What's new?
As traditional print media companies are painfully aware,
classified advertising is moving online at a rate of knots. Media
players that have failed to establish a market-leading presence
online - and that's all of them - now see the revenue increasingly
flow to specialist web-based companies. Recruitment website Seek
has had its revenues increase from just $40 million in 2004 to $210
million in 2008.
Fairfax (publisher of this newspaper) rejected an offer to buy a
strategic stake in Seek in the early days on the grounds the asking
price was too high. After almost five years, Fairfax could claim
vindication because the bear market has savaged its share price.

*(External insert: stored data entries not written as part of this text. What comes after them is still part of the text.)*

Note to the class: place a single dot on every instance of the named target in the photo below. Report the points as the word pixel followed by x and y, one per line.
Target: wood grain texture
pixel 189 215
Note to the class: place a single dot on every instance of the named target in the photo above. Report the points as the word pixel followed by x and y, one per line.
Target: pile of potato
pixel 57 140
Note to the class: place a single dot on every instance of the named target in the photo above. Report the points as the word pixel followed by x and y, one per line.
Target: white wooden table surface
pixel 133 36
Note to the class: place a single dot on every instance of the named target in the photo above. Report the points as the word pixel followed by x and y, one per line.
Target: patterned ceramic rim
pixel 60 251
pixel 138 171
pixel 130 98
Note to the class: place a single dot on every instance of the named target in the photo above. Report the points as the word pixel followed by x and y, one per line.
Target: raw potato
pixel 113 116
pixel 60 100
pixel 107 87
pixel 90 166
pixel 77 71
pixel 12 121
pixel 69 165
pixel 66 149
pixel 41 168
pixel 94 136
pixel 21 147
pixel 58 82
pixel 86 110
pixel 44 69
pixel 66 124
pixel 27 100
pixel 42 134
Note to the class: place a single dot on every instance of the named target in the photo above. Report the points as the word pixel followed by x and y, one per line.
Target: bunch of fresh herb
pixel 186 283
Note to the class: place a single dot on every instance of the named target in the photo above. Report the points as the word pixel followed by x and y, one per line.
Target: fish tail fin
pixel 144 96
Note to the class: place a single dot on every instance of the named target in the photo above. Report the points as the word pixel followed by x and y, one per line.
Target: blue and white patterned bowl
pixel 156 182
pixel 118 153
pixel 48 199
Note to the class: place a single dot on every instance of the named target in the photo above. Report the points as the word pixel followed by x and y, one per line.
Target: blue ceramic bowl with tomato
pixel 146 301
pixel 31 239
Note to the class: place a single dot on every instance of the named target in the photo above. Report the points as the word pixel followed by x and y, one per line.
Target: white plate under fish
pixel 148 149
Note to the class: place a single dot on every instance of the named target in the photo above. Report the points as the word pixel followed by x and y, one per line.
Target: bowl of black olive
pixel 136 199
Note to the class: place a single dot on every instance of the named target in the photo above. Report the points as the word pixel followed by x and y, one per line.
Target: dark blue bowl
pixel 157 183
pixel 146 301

But the reality is Seek hosts about 60 per cent of all online jobs
on Australia's major job sites while Fairfax's MyCareer site comes
in at 18 per cent.
After establishing market dominance in the employment classified
sector in Australia and New Zealand, Seek has begun to expand
internationally. The company now has a 42.9 per cent interest in
Zhaopin, a Chinese employment website, and has invested in
companies with employment websites in South-East Asia and
Brazil.
In Australia, Seek is moving beyond classifieds and building a
presence within the broader education market. In 2006, the company
invested in IDP Education, a provider of English-language testing
and enrolment services for international students studying in
Australia.
Seek has also invested in training and education providers Think
and Dynamic Web Training.
The outlook
With almost 90 per cent of revenue derived from employment
classifieds, the current global economic slowdown has made, and
will continue to make, life very difficult for Seek. Recessions
mean unemployment and while there will be more people seeking work,
there will be fewer jobs available. Recent data shows online job
ads declining rapidly and we expect this to continue into 2009.
Price
Of course, the market saw this coming and Seek has been
massively de-rated throughout 2008. Since November last year, the
stock has fallen from almost $9.50 (where it traded at a ridiculous
30-plus times earnings) to less than $3. From a charting
perspective, the stock does not look particularly healthy so more
falls would not be surprising.
Worth buying?
Given the economic sensitivity of the stock, there is a risk of
further earnings downgrades for Seek as the global slowdown
continues. Increasing the risk profile of the company is the fact
the international expansion has been debt-financed at the worst
possible time.
In August, the company negotiated a $200 million debt facility
to finance the Asian and Brazilian expansion, which took gearing to
higher levels than the market is now comfortable with.
For these reasons we would be cautious on buying. Having said
that, Seek remains a good company that generates high returns on
equity, even in cyclical downturns.
This downturn may exact more punishment on the stock price
before the economic environment begins to improve, so we'd put the
stock on the watch list but not buy just yet.